MADISON, Wis. — Residents of Madison started signaling where they would like to see an Amtrak station potentially set up shop, as the city held a kickoff meeting for the passenger rail station study Wednesday.
“I think I can say with confidence that Madison wants passenger rail service,” Mayor Satya Rhodes-Conway said to a room full of applause at the Madison Municipal Building. “I saw a tweet from Amtrak that had the Connect Us map on it and Madison was on the map!

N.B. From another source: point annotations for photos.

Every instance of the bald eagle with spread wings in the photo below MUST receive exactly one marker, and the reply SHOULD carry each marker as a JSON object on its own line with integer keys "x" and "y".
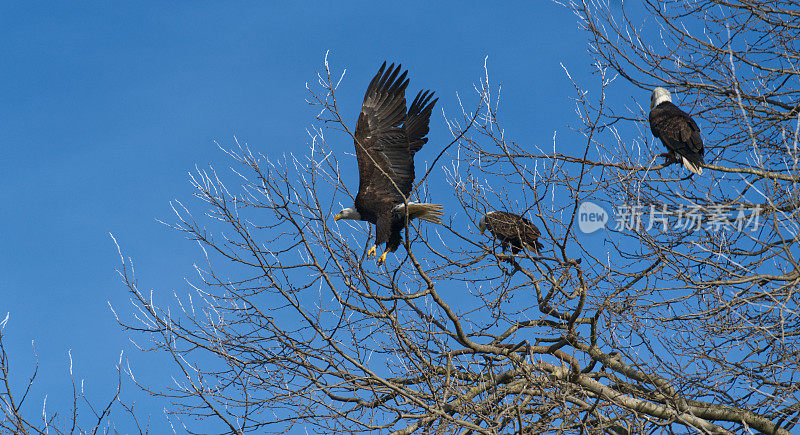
{"x": 386, "y": 139}
{"x": 511, "y": 229}
{"x": 677, "y": 130}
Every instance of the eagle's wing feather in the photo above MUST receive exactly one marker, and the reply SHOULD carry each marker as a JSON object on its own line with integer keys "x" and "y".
{"x": 380, "y": 141}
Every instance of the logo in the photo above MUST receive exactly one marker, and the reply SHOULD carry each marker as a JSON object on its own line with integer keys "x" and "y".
{"x": 591, "y": 217}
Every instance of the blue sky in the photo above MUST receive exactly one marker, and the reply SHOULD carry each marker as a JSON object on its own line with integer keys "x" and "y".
{"x": 107, "y": 105}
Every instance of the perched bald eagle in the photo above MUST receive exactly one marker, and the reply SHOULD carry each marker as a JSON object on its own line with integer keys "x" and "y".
{"x": 386, "y": 139}
{"x": 512, "y": 229}
{"x": 677, "y": 130}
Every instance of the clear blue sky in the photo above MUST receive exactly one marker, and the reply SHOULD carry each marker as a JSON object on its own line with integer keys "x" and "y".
{"x": 105, "y": 107}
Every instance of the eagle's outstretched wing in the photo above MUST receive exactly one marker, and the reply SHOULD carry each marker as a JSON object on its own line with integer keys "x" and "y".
{"x": 382, "y": 150}
{"x": 386, "y": 137}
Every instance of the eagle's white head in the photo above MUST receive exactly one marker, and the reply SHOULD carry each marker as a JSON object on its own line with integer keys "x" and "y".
{"x": 660, "y": 95}
{"x": 348, "y": 213}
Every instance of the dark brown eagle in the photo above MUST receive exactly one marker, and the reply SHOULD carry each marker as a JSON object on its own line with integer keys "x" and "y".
{"x": 677, "y": 130}
{"x": 386, "y": 139}
{"x": 511, "y": 229}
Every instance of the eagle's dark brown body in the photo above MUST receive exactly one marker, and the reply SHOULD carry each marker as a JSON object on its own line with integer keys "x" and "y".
{"x": 511, "y": 229}
{"x": 677, "y": 131}
{"x": 386, "y": 139}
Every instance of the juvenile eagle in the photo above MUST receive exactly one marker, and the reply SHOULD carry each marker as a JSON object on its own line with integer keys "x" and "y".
{"x": 677, "y": 130}
{"x": 386, "y": 140}
{"x": 512, "y": 229}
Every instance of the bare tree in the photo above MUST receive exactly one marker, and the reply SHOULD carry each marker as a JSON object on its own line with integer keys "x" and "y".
{"x": 652, "y": 326}
{"x": 86, "y": 415}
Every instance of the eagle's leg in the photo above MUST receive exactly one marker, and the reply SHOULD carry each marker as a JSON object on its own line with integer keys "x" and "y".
{"x": 382, "y": 258}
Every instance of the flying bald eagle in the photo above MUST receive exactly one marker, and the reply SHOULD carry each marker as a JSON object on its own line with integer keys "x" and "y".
{"x": 677, "y": 130}
{"x": 386, "y": 139}
{"x": 512, "y": 229}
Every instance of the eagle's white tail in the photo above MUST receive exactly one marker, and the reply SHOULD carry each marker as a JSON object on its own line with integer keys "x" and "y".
{"x": 424, "y": 211}
{"x": 691, "y": 166}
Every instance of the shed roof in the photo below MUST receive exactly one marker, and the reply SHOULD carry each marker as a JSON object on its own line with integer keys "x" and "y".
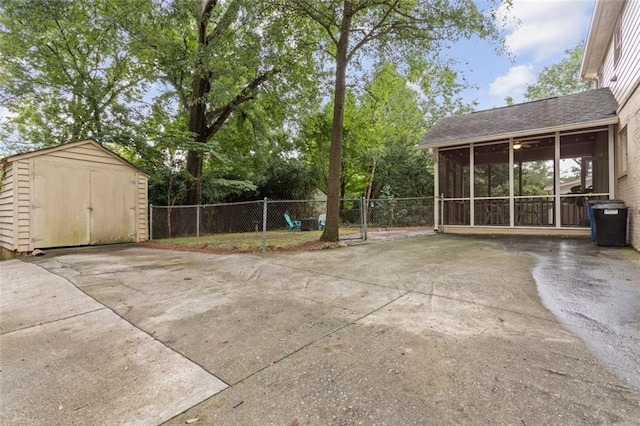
{"x": 92, "y": 142}
{"x": 584, "y": 109}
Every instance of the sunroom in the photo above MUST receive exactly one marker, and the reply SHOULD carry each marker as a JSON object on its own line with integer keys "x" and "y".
{"x": 525, "y": 169}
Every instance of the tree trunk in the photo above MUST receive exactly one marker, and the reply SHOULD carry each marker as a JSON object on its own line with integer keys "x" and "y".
{"x": 197, "y": 126}
{"x": 331, "y": 232}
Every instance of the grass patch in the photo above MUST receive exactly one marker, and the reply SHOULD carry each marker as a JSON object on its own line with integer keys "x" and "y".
{"x": 246, "y": 241}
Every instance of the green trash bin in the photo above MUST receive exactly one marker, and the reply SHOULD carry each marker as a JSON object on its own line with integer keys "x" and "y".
{"x": 611, "y": 224}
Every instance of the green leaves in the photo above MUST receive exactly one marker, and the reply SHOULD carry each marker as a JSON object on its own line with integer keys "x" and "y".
{"x": 65, "y": 71}
{"x": 560, "y": 79}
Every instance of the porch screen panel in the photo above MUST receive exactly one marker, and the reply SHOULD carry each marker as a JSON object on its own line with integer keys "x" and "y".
{"x": 491, "y": 184}
{"x": 455, "y": 185}
{"x": 533, "y": 171}
{"x": 584, "y": 174}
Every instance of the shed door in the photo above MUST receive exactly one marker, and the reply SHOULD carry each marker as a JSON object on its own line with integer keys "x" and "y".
{"x": 60, "y": 205}
{"x": 112, "y": 206}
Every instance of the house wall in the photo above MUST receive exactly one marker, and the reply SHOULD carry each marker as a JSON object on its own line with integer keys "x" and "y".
{"x": 628, "y": 186}
{"x": 627, "y": 71}
{"x": 623, "y": 80}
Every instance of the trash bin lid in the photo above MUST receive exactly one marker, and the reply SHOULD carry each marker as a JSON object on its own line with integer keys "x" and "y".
{"x": 610, "y": 205}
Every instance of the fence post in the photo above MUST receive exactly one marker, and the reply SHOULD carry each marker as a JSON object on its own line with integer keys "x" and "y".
{"x": 198, "y": 223}
{"x": 150, "y": 221}
{"x": 264, "y": 225}
{"x": 364, "y": 208}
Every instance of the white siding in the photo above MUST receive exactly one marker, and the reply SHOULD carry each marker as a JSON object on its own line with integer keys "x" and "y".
{"x": 628, "y": 186}
{"x": 627, "y": 71}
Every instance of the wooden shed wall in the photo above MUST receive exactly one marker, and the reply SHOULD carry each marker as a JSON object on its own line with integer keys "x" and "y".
{"x": 142, "y": 231}
{"x": 15, "y": 207}
{"x": 78, "y": 162}
{"x": 6, "y": 208}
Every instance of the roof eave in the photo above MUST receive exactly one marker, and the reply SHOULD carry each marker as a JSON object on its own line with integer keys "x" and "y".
{"x": 521, "y": 134}
{"x": 68, "y": 145}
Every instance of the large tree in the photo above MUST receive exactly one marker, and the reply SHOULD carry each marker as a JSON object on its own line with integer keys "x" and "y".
{"x": 215, "y": 56}
{"x": 405, "y": 31}
{"x": 560, "y": 79}
{"x": 66, "y": 71}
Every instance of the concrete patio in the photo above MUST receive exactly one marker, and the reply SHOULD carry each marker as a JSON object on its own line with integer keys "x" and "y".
{"x": 429, "y": 329}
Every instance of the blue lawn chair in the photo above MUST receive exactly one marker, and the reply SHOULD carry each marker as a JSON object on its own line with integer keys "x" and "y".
{"x": 292, "y": 225}
{"x": 322, "y": 221}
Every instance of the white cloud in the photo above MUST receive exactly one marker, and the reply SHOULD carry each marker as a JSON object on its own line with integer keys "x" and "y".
{"x": 542, "y": 28}
{"x": 514, "y": 82}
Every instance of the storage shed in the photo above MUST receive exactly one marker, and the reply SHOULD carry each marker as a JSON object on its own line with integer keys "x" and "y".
{"x": 78, "y": 193}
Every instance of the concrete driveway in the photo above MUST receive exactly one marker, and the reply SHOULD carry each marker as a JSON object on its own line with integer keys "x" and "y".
{"x": 424, "y": 330}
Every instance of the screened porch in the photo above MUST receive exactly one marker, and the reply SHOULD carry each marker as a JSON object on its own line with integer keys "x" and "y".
{"x": 539, "y": 181}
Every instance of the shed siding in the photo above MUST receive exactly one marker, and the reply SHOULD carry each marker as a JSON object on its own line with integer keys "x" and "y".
{"x": 22, "y": 205}
{"x": 6, "y": 209}
{"x": 41, "y": 189}
{"x": 86, "y": 153}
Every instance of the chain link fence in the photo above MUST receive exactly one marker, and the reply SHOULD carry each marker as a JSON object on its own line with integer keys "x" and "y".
{"x": 267, "y": 224}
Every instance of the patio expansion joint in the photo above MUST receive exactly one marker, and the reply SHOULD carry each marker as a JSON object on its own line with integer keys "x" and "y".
{"x": 79, "y": 314}
{"x": 414, "y": 291}
{"x": 160, "y": 342}
{"x": 324, "y": 336}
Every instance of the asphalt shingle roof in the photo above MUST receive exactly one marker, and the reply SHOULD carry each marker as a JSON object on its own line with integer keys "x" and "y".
{"x": 583, "y": 107}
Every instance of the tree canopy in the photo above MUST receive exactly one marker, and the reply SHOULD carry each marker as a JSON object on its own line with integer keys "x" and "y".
{"x": 239, "y": 99}
{"x": 560, "y": 79}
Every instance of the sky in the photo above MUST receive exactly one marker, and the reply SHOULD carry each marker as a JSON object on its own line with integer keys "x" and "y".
{"x": 537, "y": 33}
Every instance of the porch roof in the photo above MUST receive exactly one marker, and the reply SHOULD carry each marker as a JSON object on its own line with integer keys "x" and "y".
{"x": 580, "y": 110}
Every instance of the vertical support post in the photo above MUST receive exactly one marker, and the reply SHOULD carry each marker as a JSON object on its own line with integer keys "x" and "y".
{"x": 557, "y": 202}
{"x": 512, "y": 202}
{"x": 611, "y": 141}
{"x": 363, "y": 212}
{"x": 150, "y": 221}
{"x": 472, "y": 178}
{"x": 436, "y": 189}
{"x": 264, "y": 225}
{"x": 198, "y": 223}
{"x": 442, "y": 213}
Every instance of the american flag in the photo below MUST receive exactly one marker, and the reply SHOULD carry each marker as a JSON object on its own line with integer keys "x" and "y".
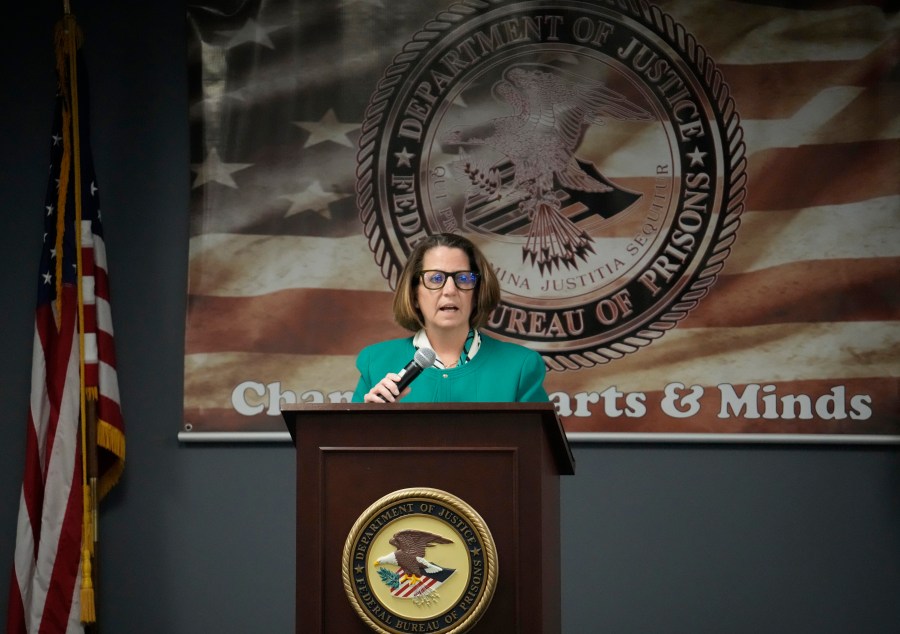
{"x": 74, "y": 395}
{"x": 284, "y": 289}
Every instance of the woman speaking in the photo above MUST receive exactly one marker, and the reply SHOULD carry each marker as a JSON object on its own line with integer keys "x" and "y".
{"x": 445, "y": 294}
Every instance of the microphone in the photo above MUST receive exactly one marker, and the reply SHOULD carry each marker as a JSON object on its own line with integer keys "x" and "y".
{"x": 424, "y": 358}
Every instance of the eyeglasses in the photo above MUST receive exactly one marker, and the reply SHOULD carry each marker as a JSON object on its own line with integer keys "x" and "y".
{"x": 435, "y": 280}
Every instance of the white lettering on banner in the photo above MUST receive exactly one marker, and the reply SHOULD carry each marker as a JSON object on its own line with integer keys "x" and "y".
{"x": 755, "y": 401}
{"x": 763, "y": 402}
{"x": 251, "y": 398}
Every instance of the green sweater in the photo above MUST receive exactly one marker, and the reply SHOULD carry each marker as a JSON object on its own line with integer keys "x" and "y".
{"x": 500, "y": 372}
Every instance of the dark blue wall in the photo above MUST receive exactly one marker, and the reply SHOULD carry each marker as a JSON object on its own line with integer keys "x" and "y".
{"x": 656, "y": 538}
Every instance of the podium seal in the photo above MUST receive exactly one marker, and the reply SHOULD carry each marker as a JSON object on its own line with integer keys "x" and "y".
{"x": 419, "y": 560}
{"x": 592, "y": 150}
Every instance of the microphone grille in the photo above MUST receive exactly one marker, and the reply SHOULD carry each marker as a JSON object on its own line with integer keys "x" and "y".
{"x": 425, "y": 357}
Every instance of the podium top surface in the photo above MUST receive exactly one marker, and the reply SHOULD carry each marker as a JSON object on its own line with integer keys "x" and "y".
{"x": 294, "y": 414}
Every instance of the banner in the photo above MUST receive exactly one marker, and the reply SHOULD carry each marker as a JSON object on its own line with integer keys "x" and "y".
{"x": 692, "y": 207}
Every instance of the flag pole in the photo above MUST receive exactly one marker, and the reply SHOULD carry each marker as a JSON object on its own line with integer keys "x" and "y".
{"x": 69, "y": 40}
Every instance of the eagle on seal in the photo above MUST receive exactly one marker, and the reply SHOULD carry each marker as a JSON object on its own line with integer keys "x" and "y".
{"x": 410, "y": 553}
{"x": 549, "y": 116}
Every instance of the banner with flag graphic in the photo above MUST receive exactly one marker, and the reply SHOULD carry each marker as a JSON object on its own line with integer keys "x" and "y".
{"x": 692, "y": 207}
{"x": 75, "y": 440}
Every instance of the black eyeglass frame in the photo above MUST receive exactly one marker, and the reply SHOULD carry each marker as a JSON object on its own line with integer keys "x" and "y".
{"x": 447, "y": 275}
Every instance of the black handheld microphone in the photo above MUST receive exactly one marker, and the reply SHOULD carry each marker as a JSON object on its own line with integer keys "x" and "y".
{"x": 424, "y": 358}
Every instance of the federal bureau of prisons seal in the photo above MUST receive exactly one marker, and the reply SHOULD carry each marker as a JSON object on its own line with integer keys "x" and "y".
{"x": 591, "y": 149}
{"x": 420, "y": 560}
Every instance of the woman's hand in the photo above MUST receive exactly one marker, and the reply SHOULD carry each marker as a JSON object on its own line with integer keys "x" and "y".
{"x": 385, "y": 391}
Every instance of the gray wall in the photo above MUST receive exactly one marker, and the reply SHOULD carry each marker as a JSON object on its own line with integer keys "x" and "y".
{"x": 656, "y": 537}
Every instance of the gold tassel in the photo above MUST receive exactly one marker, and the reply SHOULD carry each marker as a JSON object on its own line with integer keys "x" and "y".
{"x": 88, "y": 611}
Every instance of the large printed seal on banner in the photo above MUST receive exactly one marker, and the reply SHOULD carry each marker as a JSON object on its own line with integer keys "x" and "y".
{"x": 592, "y": 151}
{"x": 420, "y": 560}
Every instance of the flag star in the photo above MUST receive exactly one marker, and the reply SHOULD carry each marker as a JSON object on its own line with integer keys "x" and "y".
{"x": 213, "y": 170}
{"x": 252, "y": 32}
{"x": 403, "y": 158}
{"x": 696, "y": 157}
{"x": 328, "y": 128}
{"x": 313, "y": 198}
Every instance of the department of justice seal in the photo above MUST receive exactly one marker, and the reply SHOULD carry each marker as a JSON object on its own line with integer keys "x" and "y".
{"x": 420, "y": 560}
{"x": 591, "y": 150}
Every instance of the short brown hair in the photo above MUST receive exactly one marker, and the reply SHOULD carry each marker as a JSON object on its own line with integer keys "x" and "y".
{"x": 487, "y": 292}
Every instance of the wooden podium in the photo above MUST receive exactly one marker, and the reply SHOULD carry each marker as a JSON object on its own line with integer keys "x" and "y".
{"x": 504, "y": 460}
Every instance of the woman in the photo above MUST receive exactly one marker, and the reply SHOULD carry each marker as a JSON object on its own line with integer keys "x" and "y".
{"x": 445, "y": 294}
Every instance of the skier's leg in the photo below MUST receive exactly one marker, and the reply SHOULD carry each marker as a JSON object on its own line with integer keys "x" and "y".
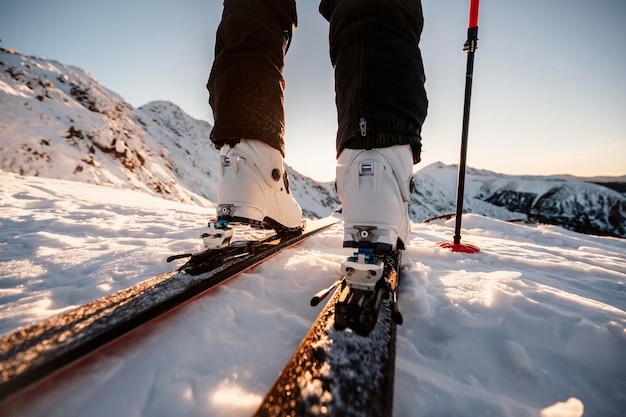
{"x": 246, "y": 94}
{"x": 381, "y": 105}
{"x": 246, "y": 84}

And I was like yes, it’s going to happen.”
The city is expected to apply for the federal Corridor ID program this month.
RELATED: Madison’s try for an Amtrak stop picking up steam
According to city and Amtrak officials, getting a head start at choosing a location puts them at better odds to get federal funding.
“This is really going to help position this corridor, put it in a really good position as the federal process starts,” said Arun Rao, director of network development for Amtrak.
It was clear at Wednesday’s meeting that excitement for high-speed rail is picking up steam.
“With Madison being Wisconsin’s second-largest city, it only makes sense that we have something here,” said west side resident Jack Plasterer. “It’s about darn time.”

Now, the public is able to give feedback on which of the six locations the city identified they’d like to see welcome four daily stops from Chicago and Milwaukee:
- The area near University Avenue and Park Street on the University of Wisconsin-Madison campus;
- Downtown near the Monona Terrace;
- The former Oscar Mayer plant along Packers Avenue;
- The area near First Street and East Washington Avenue;
- The Dane County Regional Airport; or
- The area near Milwaukee Street and Fair Oaks Avenue.
“(I) really like the Monona Terrace station idea myself,” Plasterer said, “I know when they were building Union South leading up to 2011 they kind of created rail platform-like structure there out front.”
The audience of residents and community leaders came with plenty of questions about the potential station, including how equity and ridership will be incorporated into the study.
“We won’t actually have ridership estimates until we actually enter the Corridor ID program,” Madison transportation director Tom Lynch said. “We’ve done a lot of analysis with (Bus Rapid Transit) and the like, so we kind of know where our underserved areas of the city are, and so that will be a factor in it.”
Whether the question was about environmental impact, traffic impacts, or whether existing buildings would have to be demolished, the answer was much the same.
“Once the rubber meets the road, we need to deep dive in and look at those considerations in specific detail,” said Philip Gritzmacher, Jr., a transportation planner for the city.
But one thing was clear to the mayor.
“I know people have very strong feelings about this particular issue,” she said, “but at the end of the day we have to pick a station that works for Amtrak, and that works for the Federal Railroad Administration that’s sort of the bottom line… otherwise we’re not going to successfully get into the process and get the funding that we need from the federal government.”
What Amtrak needs is space.
According to hired consultants HNTB, a standard platform is 700 feet for a terminal station, the end of the line. Madison is proposed to be the last stop on the Hiawatha line, but there are discussions of making it a mid-line stop on the way to the Twin Cities.
The station also needs to have interior waiting space, customer service, on-site services, retail, and any other community needs such as multi-modal connections.
That led many Wednesday night to be on the same track as Angela Burgette — “Oscar Mayer’s has the tracks already there.”
“At the airport, it’s already really congested, there’s so much stuff there,” she said, living on the north side near the former plant. “And there’s nothing going on at Oscar’s and it’s a huge place and it can be repurposed so easy.”
Meanwhile, some others, like town of Middleton resident Andy Phelps, blew the whistle to think about the environment.
“For example, a downtown area, is that area going to be harder to keep dry? We do need some sort of projection as to the effects of climate change in the coming decades here if we’re going to build something that’s going to be here for the next half a century,” he said.
There will be at least two more public meetings, one in February and one in April. You can find those dates and more information on the city’s Passenger Rail Study webpage.